|
It's
often instructive, and fun, to look back into our history, even if
it's through the notoriously unreliable medium of film. Hollywood has
a way of oversimplifying, sensationalizing, and sometimes downright
falsifying history that can be as appalling as a massacre and as
satisfying as a good meal.
(For
a romp through Hollywood's historical farragoes, find a copy of
George MacDonald Fraser's “The
Hollywood History of the World: From
One Million Years B.C. to
Apocalypse Now.” Settle in by the stove with a pot of tea or a
glass of port and prepare to have a lot of fun.)
Of
the history which some of us remember, most of it came to us
indirectly through newspapers, radio, and television, so re-living it
on film is no great stretch, even if what we see sometimes doesn't
jibe with what we remember.
Of
what happened in the 1970s I don't remember a whole lot, because that
was one of the many periods when I (mercifully) didn't have a
television. But even though I didn't see the Frost-Nixon interviews
in 1977, I heard about them, and read about them, and there were few
who didn't.
The
scandal that led to the resignation of our 37th
president, the one who gave us the phrase “expletive deleted,”

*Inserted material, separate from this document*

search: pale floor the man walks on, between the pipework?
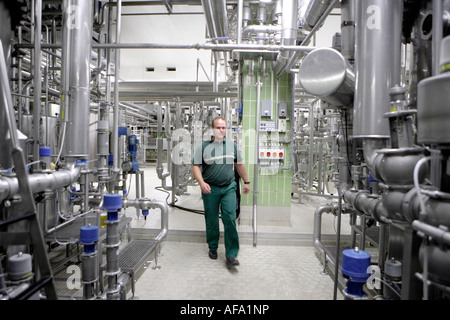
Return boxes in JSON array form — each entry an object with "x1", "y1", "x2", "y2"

had something about it that was as inexorable as fate, and as tawdry
as a bawdy house. David Frost's series of interviews with the former
president had the widely-perceived effect of taking the place of the
trial Nixon avoided for his wrong-doing, in which admitted (at least)
that he had made mistakes, that he had participated in a cover-up,
and that he had “let the American people down.”
Whether
or not this admission had a cathartic effect on the American people,
who had been torn apart by controversy and violence over the Viet Nam
conflict, it is certain that more Americans witnessed it than any
other media event.
When
Peter Morgan set out to write his play, “Frost/Nixon,” he
certainly was not bound, as a playwright, to hew to historical
accuracy any more than Shakespeare was, or any more than he himself
was in his screenplay for “The Queen.” And what a tour-de-force
THAT was, both for Morgan and for Helen Mirren, who was later invited
to Buckingham Palace, if you can believe it.
What
Morgan did in that film was to intercut scenes of possibly historical
veracity with scenes that were purely fanciful, to bridge incidents
where people seemed to act out of character, supplying
psychologically plausible transitions.
In
“Frost/Nixon” he does that again, using the actual interviews as
a starting point and filling in the in-betweens with educated, and
dramatically viable, guesses.
The
most dramatic is a late-night phone call from Nixon to Frost, in
which the ex-president, several sheets to the wind, goes from
self-pity to belligerence, and inadvertently persuades Frost to enter
the last interview with a take-no-prisoners attitude.
(When
Frost later asks him about the call, Nixon is perturbed because he
doesn't remember it. This chimes with one of Henry Kissinger's
sensationalist memories of “running the country” when the
president had drunk himself into a stupor.)
Director
Ron Howard had the good sense to go with the two accomplished actors
who had played the title roles on stage, both in London and New York.
Michael
Sheen is making a fine career out of playing hapless British
celebrities – he was Tony Blair in “The Queen” - and here he
lets us see behind the genial front to the ravening hunger of the man
Jonathan Miller once called “the bubonic plagiarist.” He has to
be Top Dog, to out-maneuver the Old Pro, even a discredited one. And
yes, many people had haircuts just like that in 1977.
Frank
Langella used to be the handsomest man in film (remember the 1979
“Dracula?”), but he has so submerged himself in the character of
Nixon that at times, in spite of the lack of jowl, some of us
old-timers find ourselves thinking, by God, that's him!
Howard
follows the originals closely, I'm told, in re-creating the
interviews, and in the transitions he makes good use of the hand-held
camera to give a jiggly, nervous, documentary feel to the jiggly,
nervous proceedings.
Jonathan
Aitken, one of Nixon's official biographers, says that "Frost
did not ambush Nixon during the final interview into a damaging
admission of guilt. What the former president 'confessed' about
Watergate was carefully pre-planned. It was only with considerable
help and advice from his adversary's team that Frost managed to get
much more out of Nixon, in the closing sequences, by reining in his
fierce attitude and adopting a gentler approach."
Could
be; I couldn't say. Makes me wish I had had a television.